Socrates considered the young man again. He wore black pants with a white shirt that had an off-white T-shirt showing at the open collar. His trench coat was drab green, darkened by the rain.
The shirt meant that he had a job in some store or office.
A workingman.
“Well?” Ralphie asked.
Socrates thought about a promise he’d made. A murky pledge. He swore to himself that he’d never hurt another person—except if he had to for self-preservation. He swore to try and do good if the chance came before him. That way he could ease the evil deeds that he had perpetrated in the long evil life that he’d lived.
The sound of the rain filled the air and he got the urge to tear off his own ears.
“I’m sorry,” Socrates said.
“What?”
“I’m sorry,” he said again. He tried to remember the last time he’d apologized. He’d regretted the crimes of his youth; blubbered like a child over the couple he’d slaughtered. But they were dead. He had never, in his memory, apologized to a living soul.

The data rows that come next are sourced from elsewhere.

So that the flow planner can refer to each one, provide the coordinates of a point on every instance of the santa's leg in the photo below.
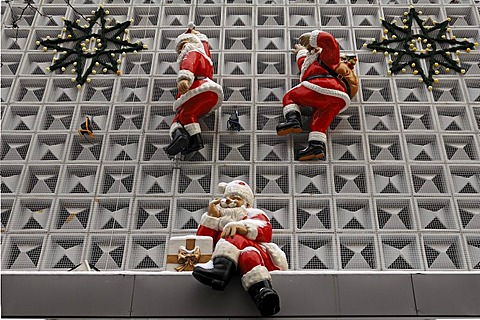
(219, 271)
(256, 280)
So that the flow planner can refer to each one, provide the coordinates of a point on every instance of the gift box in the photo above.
(185, 252)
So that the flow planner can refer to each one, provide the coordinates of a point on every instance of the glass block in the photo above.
(374, 91)
(72, 214)
(147, 252)
(10, 178)
(49, 147)
(271, 148)
(106, 252)
(57, 118)
(41, 179)
(151, 214)
(316, 252)
(63, 252)
(30, 90)
(466, 179)
(428, 179)
(371, 64)
(270, 16)
(189, 212)
(153, 150)
(390, 179)
(111, 214)
(238, 39)
(32, 215)
(469, 211)
(164, 90)
(227, 173)
(416, 117)
(128, 118)
(313, 214)
(155, 180)
(358, 253)
(311, 179)
(273, 180)
(210, 16)
(350, 179)
(423, 148)
(436, 214)
(401, 252)
(79, 180)
(10, 64)
(348, 120)
(347, 147)
(99, 90)
(473, 248)
(353, 214)
(395, 214)
(237, 90)
(239, 16)
(194, 180)
(443, 252)
(278, 211)
(14, 147)
(299, 16)
(22, 252)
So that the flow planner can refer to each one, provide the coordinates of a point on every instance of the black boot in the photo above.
(195, 144)
(217, 277)
(315, 150)
(292, 125)
(265, 298)
(180, 140)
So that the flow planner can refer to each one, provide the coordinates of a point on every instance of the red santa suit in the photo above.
(325, 95)
(254, 254)
(204, 95)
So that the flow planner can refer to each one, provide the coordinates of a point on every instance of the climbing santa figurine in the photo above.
(327, 85)
(242, 239)
(197, 94)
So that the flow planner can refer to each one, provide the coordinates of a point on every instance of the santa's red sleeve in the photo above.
(330, 49)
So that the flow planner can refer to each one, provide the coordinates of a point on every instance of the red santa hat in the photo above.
(187, 35)
(237, 188)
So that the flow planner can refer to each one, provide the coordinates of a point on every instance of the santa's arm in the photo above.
(330, 49)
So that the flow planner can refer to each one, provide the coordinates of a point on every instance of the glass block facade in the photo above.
(400, 189)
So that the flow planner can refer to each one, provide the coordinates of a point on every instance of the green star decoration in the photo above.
(432, 44)
(91, 48)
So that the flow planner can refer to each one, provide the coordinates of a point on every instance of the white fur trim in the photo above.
(328, 92)
(314, 37)
(210, 222)
(210, 85)
(278, 257)
(174, 127)
(290, 107)
(301, 53)
(186, 75)
(227, 250)
(193, 128)
(257, 274)
(317, 136)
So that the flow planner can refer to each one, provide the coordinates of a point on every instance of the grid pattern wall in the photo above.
(400, 189)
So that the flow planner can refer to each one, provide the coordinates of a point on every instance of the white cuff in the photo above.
(313, 38)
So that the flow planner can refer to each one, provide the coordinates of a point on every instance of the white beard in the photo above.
(231, 215)
(189, 46)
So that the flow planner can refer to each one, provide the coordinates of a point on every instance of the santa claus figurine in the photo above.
(197, 94)
(317, 53)
(242, 239)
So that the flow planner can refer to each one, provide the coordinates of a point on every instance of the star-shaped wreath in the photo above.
(90, 48)
(431, 44)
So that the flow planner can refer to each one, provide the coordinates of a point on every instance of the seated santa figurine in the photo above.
(242, 239)
(197, 95)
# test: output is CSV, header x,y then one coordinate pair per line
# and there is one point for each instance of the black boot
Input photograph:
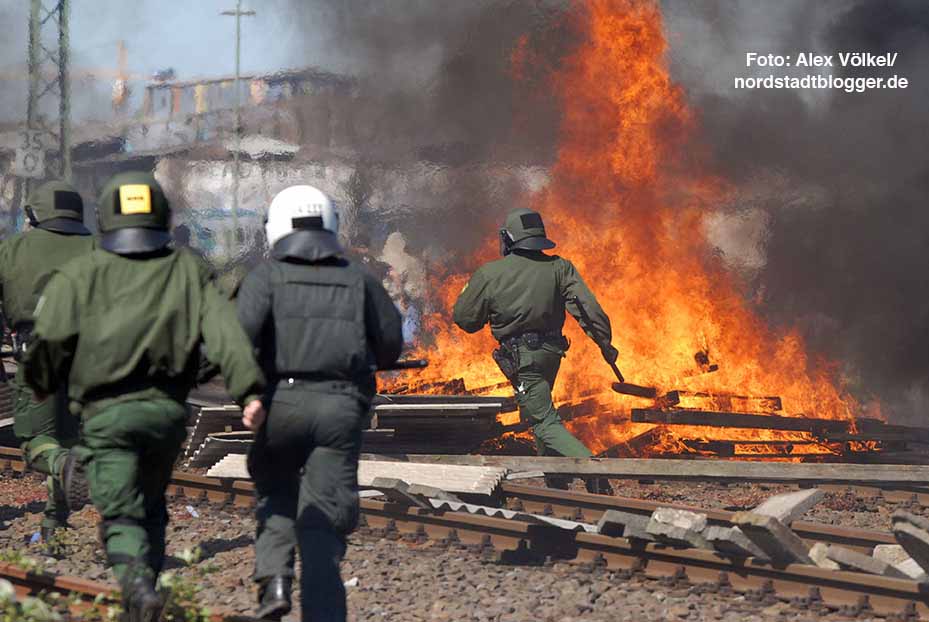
x,y
274,598
74,482
49,532
141,601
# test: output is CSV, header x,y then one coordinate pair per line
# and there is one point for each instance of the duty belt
x,y
532,339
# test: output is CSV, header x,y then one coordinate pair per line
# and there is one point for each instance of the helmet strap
x,y
506,242
30,215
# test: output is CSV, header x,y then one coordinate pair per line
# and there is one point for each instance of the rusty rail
x,y
519,541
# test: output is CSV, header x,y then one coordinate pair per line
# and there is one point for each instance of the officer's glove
x,y
610,354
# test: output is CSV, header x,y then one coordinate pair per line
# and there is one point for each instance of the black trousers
x,y
305,467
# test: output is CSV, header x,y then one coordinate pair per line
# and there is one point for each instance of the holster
x,y
507,359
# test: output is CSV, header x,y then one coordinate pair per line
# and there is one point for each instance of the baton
x,y
583,312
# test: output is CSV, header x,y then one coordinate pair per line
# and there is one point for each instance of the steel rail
x,y
588,508
520,541
90,594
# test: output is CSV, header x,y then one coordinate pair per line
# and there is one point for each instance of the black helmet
x,y
524,229
134,215
56,206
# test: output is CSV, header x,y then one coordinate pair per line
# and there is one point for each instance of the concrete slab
x,y
472,480
818,555
398,491
911,569
684,519
678,536
848,559
890,553
624,524
678,527
730,541
915,541
779,543
431,492
913,519
790,506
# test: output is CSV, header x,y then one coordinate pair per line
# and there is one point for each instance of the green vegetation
x,y
182,594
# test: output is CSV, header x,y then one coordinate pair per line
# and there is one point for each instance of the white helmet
x,y
303,215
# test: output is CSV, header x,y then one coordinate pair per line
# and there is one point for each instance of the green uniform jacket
x,y
120,328
26,262
529,291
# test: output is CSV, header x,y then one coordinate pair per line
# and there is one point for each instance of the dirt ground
x,y
394,580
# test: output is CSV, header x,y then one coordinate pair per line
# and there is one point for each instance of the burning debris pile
x,y
628,197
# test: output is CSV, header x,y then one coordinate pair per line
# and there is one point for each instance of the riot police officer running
x,y
122,326
44,428
523,297
321,325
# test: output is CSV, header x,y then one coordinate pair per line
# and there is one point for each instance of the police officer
x,y
122,326
524,297
45,428
321,325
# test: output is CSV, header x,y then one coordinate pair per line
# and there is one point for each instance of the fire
x,y
626,203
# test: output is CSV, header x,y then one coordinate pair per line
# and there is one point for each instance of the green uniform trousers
x,y
45,430
132,447
305,467
537,372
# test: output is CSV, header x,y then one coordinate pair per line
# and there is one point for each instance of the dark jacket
x,y
324,321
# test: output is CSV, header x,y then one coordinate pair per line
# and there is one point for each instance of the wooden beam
x,y
738,420
627,388
696,470
726,402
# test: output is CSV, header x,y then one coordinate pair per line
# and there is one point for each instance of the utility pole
x,y
238,13
44,59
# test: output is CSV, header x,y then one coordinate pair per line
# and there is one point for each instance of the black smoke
x,y
436,88
847,260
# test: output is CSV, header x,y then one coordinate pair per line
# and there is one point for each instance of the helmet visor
x,y
534,243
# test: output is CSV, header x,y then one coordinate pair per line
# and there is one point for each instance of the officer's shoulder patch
x,y
135,199
38,306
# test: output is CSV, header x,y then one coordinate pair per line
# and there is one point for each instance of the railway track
x,y
519,541
82,595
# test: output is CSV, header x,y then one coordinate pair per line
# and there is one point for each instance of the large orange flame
x,y
626,203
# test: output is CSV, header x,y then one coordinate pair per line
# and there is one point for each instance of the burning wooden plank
x,y
726,402
627,388
635,446
773,449
453,386
715,419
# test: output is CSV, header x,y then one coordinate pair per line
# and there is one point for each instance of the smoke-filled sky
x,y
829,222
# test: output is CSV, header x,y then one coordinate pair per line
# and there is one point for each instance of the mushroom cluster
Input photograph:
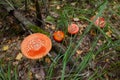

“What the fuck is that s’posed t’mean? You sorry?”
“I was just mad, that’s all,” Socrates said. “Mad that you an’ yo’ girlfriend din’t even see me. Yeah, yeah. That’s it.”
Ralphie was lost. He tried to stay angry but all that showed on his face was confusion. He didn’t know whether to speak or to stand back.
Socrates saw a bus coming from many blocks away.
“You see,” Socrates said, “I was talkin’ about Angel and Warren. About how you was hurtin’ them. But really it wasn’t that. At least not just that.”
“How the fuck you know ’bout what I’m doin’ t’my wife and son?” Ralphie said.
Socrates watched the bus coming over Ralphie’s shoulder. He could make out the bright lights of the big windows up front. It was like a chariot burning in the rain.